In testing this patch I've pulled USB keys in and out of WinXP, Vista
and Windows7 hundreds of time, and done it programatically millions of
times via scripting on virtual machines, but I never noticed this
feature. Perhaps it happens only under some specific circumstances I
haven't seen?

 > >     Linux and Windows, I thought that this is not a terribly large
 > >     concern.
 > 
 > Disagree. Its a rapidly growing market segment.

you chopped off a word or two in the quote :-)

Of course I care about Linux/Windows interop, as I'm sure you know!
What I'm saying is that running chkdsk on a shared removable media
which contains 30k files in a single directory is not a common event,
and even when it does happen the consequences are that approximately
one in 3 times you do this, one of those 30k files gets renamed.

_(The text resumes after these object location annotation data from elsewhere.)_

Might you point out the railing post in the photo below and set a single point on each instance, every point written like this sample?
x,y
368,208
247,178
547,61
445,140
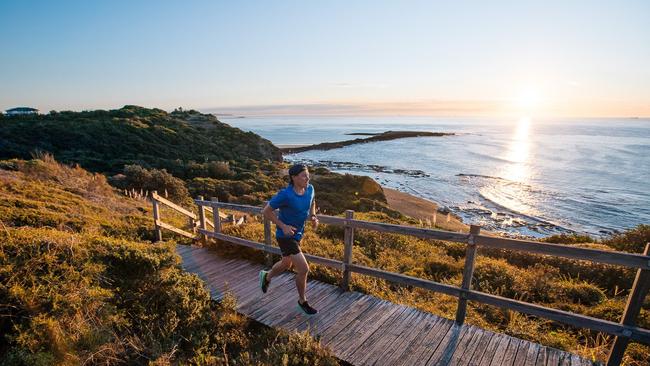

As evidence for this I'd like to point out that windows chkdsk has
complained about the Linux VFAT implementation for a long time, even
without my patch. If you create a filesystem with mformat and then
chkdsk it on windows you get:

  Bad links in lost chains at cluster 2 corrected
  Convert lost chains to files (Y/N)

yet I can't find a single instance of anyone complaining about this
with a google search. If a chkdsk was automated for removable media
then a lot of peoples machines would be asking them this question a
lot of the time. If people manually ran windows chkdsk on removable
VFAT media created on Linux then they also would have hit this and I
would have expected at least someone to have mentioned it.